Comentarios a “La idolatría de los indios y Gerónymo Pallas”
- Alexandre Coello de la Rosa 29/03/2011 at 8:45 pm |
A mí la cuestión económica tampoco me convence del todo. Creo que habría que enfocar el asunto desde una óptica más amplia. Para entender la participación de los jesuitas en las campañas de extirpación idolátrica hay que articularla con el ministerio de misiones volantes, tal como los jesuitas lo practicaban desde la década de 1570. Ya en tiempos de Acosta hubo un debate sobre la cuestión de las misiones volantes / misiones permanentes, que no desapareció. En este sentido, el trabajo de Aliocha Maldavsky es revelador. Los provinciales jesuitas no necesitaron el visto bueno del General, básicamente, porque las visitas de idolatrías, según Maldavsky, se consideraban como una variante de las misiones volantes habituales. Aquaviva trató de orientar la política misionera de la Compañía. Frente al decaimiento de las misiones, la participación de los jesuitas de Lima en la visita idolátrica podría ser interpretada como una forma de realizar su vocación misionera.
- Juan Carlos García 29/03/2011 at 10:05 pm |
¿Decaímiento de las misiones? No he visto las cifras ni el trabajo de Maldavsky aún, pero no tengo la sensación de que las misiones decaigan en el Perú. Eran casi rutinarias a juzgar por las anuas de inicios de siglo, pero es verdad que la extirpación ocasionó la necesidad de traer más gente, Pallas es el ejemplo. Pero al margen de esto: no son los jesuitas quienes empiezan las extirpaciones, de hecho ni hablan del tema antes de 1609. Los jesuitas, como todo el mundo, no se habían dado cuenta de la “idolatría generalizada”. Por lo tanto algo pasó en 1608-1609 que les “despertó la conciencia”, como diría Menchú. Lo que creo que pasó es que vino Lobo, que es quien daba las órdenes y marcó la nueva tendencia en la política eclesiástica del Perú. Lobo representaba Trento en estado puro y los jesuitas ya lo habían apoyado en Nueva Granada. Sólo se trajo su proyecto al Perú.
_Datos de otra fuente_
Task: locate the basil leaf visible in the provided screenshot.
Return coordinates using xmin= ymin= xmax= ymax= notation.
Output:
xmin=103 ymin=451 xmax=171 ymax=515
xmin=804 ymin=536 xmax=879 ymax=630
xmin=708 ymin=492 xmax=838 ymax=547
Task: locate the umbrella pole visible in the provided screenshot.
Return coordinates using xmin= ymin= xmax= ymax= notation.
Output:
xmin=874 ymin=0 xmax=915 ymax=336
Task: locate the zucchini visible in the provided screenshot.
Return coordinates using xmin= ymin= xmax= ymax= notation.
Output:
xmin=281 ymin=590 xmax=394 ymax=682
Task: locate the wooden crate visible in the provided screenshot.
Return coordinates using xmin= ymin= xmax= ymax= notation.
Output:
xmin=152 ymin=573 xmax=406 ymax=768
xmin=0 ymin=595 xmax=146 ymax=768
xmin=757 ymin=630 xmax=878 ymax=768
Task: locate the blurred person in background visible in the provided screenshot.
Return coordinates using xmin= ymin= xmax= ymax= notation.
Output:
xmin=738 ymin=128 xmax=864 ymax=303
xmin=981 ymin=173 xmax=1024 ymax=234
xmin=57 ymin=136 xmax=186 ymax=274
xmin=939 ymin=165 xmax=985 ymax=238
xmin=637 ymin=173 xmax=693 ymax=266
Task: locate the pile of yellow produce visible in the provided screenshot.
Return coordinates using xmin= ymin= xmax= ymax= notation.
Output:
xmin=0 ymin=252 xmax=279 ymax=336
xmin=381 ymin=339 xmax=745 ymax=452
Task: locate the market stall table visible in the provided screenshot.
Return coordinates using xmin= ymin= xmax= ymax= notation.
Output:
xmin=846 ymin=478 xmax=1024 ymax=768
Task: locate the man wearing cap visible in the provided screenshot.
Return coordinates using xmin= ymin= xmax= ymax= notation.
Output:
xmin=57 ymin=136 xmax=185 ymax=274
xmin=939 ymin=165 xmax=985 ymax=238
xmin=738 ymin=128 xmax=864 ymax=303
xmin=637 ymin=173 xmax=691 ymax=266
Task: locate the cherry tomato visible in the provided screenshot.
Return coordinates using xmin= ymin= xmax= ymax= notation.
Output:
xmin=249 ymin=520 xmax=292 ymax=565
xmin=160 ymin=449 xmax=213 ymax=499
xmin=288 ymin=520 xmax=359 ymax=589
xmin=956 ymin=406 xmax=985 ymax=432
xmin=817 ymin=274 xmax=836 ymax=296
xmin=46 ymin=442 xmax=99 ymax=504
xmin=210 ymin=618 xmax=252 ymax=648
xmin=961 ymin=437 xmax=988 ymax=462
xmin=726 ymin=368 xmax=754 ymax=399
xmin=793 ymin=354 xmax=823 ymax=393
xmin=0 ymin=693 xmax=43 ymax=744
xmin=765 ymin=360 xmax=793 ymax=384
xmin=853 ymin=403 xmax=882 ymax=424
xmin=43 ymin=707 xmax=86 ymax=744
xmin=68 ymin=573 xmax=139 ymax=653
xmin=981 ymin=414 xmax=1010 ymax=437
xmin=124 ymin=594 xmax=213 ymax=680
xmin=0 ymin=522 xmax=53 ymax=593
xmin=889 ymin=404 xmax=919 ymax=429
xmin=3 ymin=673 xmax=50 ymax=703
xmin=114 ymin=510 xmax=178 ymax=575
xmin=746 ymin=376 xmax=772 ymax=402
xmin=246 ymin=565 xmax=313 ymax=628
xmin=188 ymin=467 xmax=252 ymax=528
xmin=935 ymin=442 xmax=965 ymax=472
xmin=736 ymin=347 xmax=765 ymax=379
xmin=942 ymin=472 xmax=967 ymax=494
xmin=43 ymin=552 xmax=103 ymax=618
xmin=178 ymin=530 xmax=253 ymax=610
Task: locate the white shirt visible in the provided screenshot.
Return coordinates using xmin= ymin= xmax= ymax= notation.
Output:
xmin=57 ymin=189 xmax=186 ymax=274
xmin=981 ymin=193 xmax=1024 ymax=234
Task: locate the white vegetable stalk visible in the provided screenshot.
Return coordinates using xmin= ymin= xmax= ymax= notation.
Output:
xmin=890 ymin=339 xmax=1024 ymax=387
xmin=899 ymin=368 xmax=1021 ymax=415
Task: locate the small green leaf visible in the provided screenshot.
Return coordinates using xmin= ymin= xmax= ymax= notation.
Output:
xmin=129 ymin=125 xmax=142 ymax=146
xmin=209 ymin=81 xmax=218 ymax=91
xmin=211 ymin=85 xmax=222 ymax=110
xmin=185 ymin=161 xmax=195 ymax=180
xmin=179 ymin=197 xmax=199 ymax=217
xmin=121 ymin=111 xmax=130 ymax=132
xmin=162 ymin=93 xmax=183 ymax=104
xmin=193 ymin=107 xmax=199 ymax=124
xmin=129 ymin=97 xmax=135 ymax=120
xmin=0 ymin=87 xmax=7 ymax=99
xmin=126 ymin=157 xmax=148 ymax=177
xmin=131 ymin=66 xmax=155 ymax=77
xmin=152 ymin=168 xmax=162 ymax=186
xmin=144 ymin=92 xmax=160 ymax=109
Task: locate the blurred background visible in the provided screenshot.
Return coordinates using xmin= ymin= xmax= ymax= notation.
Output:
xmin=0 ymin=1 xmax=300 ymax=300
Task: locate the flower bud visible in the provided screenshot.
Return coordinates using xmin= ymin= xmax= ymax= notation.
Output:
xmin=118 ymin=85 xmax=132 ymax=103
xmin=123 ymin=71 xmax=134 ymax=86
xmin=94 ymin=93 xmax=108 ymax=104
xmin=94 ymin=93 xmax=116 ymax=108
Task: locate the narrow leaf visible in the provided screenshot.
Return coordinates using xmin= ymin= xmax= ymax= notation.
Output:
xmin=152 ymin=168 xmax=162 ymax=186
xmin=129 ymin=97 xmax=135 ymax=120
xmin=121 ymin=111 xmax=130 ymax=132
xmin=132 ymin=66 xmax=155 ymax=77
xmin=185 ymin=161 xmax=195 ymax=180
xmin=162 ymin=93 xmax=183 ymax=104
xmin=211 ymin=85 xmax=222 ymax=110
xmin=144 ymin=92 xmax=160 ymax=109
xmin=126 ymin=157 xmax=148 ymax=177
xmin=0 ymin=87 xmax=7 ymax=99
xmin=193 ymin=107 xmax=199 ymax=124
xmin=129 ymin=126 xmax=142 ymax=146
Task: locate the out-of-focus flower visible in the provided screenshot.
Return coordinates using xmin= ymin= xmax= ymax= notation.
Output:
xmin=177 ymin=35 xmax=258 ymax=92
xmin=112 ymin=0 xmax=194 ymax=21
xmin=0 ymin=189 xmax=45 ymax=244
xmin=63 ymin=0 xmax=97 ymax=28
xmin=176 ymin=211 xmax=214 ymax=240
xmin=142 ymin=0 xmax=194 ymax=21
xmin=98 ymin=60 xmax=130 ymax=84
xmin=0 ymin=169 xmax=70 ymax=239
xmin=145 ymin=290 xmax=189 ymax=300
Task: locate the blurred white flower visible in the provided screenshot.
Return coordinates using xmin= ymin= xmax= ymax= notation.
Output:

- Alexandre Coello de la Rosa 30/04/2011 at 10:14 pm |
Me refería sobre todo a la escasez de vocaciones misioneras. No es cierto que los jesuitas europeos que llegaban al Perú estuvieran entusiasmados por el ministerio de indios… Al igual que los criollos, la mayoría de ellos querían quedarse en Lima. La extirpación idolátrica de 1609 favoreció no sólo la continuidad de las misiones volantes, sino también la apuesta decidida por ese ministerio en los años venideros. Desde el provincial Alvarez de Paz sabemos que hubo muchos jesuitas contrarios a las misiones. No querían perder el tiempo aprendiendo las lenguas de los indios, o por lo menos, que algunos quedaran exentos de esa obligación para poderse dedicar a escribir. Pienso, por ejemplo, en el místico Juan de Alloza, que fue su discípulo. Había un gran debate en el seno de la Compañía sobre la importancia que debía otorgarse al ministerio de indios. Pienso que las campañas idolátricas comprometieron definitivamente a la Compañía con las misiones (volantes) en el arzobispado de Lima, que por otro lado, ya estaban desarrollando en otros lugares, como en el Cuzco, donde Gregorio de Cisneros, entre otros, llevaba años extirpando idolatrías en sus conocidas misiones volantes. Probablemente tienes razón, y Lobo Guerrero fue el detonante. Pero pienso que los jesuitas ya estaban debatiendo sobre esas cuestiones mucho antes de la llegada del arzobispo a Lima.
- Andrés Carrión Cueva 14/02/2012 at 4:32 pm |
Hasta hoy no puedo entender, cómo en un proceso de sometimiento total, la conversión religiosa era una “obligación”, pienso, que más bien, era el pretexto para justificar los distintos comportamientos negativos que se estaban dando en esa barbarie. Sin resentimientos
- Juan Carlos García 14/02/2012 at 5:23 pm |
No es buena idea proyectar a épocas pasadas nuestro concepto de libertad religiosa. Las cosas se veían de otro modo hace tres siglos. En el caso de los indios, la evangelización era considerada un derecho que tenían y del lado español casi una obligación. Sobre esto hubo mucha discusión. En cualquier caso, la conversión forzosa contradecía el evangelio mismo. Toda esa historia tiene bastantes matices. Reducir toda la empresa de la envangelización al provecho material, es decir, la plata, real o imaginaria, empobrece tristemente las cosas.